ADR-006: Sequence deduplication by MD5¶

Date:: 2025-12-10
Author:: frapercan
Status:: Accepted

Context¶

UniProt has ~570K accessions in Swiss-Prot, but only ~540K unique sequences. The remaining 30K are isoforms or cross-references sharing the same amino acid chain.

Computing the embedding for a sequence costs ~0.5s on GPU. Processing 30K duplicates wastes 4+ hours per full run.

Decision¶

When inserting proteins, we compute the MD5 hash of the amino acid string. The Sequence table has a unique constraint on ``sequence_hash``:

If the hash already exists -> reuse the existing Sequence.id.
If it does not exist -> insert a new row.

Multiple Protein rows (one per UniProt accession) point to the same Sequence. The FK Protein.sequence_id is intentionally non-unique.

When the embedding pipeline runs, it only processes Sequence rows without an embedding; duplicates are skipped automatically.

Consequences¶

MD5 is not cryptographically secure, but that does not matter here: there is no adversarial input, only biological sequences.
Sequences with a single mutation produce different hashes and are stored separately.
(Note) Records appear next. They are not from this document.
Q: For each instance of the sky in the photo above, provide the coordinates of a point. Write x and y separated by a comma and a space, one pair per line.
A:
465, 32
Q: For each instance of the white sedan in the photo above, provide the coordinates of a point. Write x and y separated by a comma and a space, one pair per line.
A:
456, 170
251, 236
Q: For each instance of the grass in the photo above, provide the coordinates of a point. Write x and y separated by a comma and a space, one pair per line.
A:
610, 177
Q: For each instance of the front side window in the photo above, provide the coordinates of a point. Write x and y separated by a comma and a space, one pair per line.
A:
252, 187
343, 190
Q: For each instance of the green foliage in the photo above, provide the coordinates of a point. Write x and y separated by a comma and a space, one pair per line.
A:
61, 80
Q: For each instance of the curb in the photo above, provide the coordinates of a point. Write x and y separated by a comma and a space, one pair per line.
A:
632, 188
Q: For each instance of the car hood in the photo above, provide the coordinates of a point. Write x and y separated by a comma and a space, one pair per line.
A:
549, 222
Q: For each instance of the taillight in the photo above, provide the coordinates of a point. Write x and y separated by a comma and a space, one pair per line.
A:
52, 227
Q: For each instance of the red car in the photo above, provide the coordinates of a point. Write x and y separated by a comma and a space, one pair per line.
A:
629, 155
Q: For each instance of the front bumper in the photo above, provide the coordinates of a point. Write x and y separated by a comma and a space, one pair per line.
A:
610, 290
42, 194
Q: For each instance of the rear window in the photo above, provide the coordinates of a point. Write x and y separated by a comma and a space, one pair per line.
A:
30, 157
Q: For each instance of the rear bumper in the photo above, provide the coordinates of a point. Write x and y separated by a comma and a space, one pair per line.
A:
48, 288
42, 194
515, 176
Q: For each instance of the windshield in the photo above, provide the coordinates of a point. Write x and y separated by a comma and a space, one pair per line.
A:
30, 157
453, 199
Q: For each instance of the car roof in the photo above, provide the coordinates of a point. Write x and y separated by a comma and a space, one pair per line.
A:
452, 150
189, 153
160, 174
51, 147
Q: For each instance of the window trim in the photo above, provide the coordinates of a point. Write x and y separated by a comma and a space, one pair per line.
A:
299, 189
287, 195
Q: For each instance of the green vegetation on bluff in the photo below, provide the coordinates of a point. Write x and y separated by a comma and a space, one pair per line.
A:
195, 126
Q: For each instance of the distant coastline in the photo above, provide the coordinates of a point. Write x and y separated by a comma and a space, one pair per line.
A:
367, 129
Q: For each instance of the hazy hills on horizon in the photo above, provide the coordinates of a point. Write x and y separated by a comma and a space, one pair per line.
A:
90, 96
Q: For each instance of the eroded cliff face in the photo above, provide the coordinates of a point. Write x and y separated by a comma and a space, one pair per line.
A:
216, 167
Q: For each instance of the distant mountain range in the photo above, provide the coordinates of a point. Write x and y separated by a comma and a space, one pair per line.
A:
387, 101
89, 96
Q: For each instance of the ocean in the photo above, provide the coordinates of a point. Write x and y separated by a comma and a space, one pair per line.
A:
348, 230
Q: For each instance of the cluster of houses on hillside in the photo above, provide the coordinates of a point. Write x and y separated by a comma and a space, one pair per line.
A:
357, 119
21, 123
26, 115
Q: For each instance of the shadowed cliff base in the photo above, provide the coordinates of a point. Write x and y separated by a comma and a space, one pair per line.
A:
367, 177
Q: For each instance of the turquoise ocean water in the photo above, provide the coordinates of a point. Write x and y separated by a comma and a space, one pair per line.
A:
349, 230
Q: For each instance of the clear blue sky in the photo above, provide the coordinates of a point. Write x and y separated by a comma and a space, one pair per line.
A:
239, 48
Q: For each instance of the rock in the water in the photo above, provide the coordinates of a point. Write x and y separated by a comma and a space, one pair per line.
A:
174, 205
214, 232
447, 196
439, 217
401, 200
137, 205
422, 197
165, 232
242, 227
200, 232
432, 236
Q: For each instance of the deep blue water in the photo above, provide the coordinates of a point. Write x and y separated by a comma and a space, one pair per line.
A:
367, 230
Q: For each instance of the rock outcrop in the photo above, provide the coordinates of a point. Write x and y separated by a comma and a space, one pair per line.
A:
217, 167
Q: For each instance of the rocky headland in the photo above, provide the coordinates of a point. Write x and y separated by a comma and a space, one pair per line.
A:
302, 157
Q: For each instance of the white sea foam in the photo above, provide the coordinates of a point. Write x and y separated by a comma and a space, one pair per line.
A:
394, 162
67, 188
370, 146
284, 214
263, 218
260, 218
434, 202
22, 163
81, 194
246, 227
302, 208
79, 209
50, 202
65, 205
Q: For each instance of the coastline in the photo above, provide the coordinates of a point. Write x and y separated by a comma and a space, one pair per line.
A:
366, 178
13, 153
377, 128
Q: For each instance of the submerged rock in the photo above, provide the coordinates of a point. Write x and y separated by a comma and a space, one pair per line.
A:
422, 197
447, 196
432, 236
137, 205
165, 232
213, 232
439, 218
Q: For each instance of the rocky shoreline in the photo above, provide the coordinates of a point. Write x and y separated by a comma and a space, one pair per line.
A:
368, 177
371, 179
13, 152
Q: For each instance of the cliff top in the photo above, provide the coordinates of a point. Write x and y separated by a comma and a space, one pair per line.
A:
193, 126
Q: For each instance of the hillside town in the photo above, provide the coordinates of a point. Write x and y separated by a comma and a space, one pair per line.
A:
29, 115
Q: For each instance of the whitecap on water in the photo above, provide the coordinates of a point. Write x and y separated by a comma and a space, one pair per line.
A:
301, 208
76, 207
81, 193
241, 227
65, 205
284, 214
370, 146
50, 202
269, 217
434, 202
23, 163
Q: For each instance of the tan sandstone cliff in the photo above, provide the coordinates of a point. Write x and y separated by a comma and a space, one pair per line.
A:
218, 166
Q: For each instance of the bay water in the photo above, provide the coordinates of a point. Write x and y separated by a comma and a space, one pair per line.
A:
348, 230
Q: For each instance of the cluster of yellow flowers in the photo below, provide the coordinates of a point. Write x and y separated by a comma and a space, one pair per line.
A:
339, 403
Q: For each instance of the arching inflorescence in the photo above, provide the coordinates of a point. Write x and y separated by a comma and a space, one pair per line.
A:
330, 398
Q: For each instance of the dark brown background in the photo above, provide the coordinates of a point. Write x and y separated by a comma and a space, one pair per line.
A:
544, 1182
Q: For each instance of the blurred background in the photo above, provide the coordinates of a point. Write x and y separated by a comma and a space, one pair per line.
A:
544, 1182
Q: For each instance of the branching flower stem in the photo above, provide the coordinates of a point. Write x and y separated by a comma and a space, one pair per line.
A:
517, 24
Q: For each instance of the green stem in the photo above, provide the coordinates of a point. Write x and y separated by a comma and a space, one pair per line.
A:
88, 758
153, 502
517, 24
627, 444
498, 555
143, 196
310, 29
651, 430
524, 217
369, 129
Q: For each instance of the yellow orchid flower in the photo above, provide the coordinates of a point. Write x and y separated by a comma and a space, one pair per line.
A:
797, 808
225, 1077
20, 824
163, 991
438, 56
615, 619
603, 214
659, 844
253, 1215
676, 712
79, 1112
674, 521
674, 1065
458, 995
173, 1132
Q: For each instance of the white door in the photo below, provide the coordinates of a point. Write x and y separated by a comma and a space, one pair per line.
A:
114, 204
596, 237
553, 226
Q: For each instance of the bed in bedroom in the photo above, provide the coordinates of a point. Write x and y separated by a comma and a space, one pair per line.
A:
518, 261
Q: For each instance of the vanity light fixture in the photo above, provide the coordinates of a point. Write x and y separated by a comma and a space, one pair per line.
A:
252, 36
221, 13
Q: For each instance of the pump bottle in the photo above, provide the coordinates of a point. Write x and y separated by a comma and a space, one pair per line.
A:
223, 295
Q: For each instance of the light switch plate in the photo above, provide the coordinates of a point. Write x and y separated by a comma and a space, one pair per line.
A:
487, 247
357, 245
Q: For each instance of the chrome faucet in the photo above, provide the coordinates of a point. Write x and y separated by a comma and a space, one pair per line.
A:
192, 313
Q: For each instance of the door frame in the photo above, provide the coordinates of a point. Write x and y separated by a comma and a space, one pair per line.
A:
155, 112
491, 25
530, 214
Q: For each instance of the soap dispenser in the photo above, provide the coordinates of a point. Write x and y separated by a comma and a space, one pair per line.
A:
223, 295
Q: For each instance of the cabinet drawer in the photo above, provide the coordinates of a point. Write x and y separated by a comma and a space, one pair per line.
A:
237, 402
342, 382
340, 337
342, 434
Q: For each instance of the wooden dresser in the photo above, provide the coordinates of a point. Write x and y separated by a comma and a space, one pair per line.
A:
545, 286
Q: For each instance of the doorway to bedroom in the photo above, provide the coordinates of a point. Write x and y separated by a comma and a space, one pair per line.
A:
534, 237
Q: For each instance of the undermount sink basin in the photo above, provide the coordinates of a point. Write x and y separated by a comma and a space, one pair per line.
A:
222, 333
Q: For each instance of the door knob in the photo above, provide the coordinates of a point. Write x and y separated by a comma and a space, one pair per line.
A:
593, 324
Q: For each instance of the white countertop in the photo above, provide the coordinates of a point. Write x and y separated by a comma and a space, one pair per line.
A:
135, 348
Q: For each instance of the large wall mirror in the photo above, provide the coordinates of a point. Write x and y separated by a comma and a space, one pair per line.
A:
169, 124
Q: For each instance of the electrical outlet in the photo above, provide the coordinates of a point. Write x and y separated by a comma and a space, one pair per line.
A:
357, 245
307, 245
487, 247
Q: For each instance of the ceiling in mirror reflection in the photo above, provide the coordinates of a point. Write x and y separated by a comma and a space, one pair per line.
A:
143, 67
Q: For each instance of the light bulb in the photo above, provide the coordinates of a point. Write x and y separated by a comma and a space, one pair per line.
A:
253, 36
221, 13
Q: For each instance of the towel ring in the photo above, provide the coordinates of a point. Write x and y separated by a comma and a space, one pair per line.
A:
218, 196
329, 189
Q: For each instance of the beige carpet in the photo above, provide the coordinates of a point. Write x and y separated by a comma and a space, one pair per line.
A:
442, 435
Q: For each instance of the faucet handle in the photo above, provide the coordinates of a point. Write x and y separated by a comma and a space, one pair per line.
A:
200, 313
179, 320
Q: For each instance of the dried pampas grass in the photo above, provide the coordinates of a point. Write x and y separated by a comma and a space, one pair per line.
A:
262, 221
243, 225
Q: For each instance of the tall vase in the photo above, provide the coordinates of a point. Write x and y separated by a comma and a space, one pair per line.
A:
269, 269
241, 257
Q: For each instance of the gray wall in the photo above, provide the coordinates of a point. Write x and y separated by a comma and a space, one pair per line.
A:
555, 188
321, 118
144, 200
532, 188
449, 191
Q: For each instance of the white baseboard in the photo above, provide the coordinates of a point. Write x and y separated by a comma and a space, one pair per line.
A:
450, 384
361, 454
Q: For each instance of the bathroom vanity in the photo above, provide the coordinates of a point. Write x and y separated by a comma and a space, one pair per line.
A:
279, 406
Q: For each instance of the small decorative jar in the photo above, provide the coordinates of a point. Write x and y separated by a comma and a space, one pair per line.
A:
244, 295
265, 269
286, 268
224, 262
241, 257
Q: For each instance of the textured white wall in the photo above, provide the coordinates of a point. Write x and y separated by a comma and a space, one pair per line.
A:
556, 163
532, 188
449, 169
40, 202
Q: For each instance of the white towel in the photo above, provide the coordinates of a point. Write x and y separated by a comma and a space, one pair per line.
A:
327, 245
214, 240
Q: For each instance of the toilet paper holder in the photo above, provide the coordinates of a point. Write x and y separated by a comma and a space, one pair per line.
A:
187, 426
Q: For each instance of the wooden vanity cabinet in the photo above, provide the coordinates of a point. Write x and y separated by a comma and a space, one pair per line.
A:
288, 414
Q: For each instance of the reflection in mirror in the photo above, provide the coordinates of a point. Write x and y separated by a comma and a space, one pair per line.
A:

This is correct: a mutation changes the embedding.

Rejected alternatives¶

SHA-256: digest twice as long, zero practical benefit.
UNIQUE on the sequence text column: indexing multi-kilobyte text columns is expensive; the 32-char hex digest is far more efficient.
CD-HIT clustering (90-95% identity): useful for reducing redundancy in evolutionary analysis, but here we need exact deduplication (100%).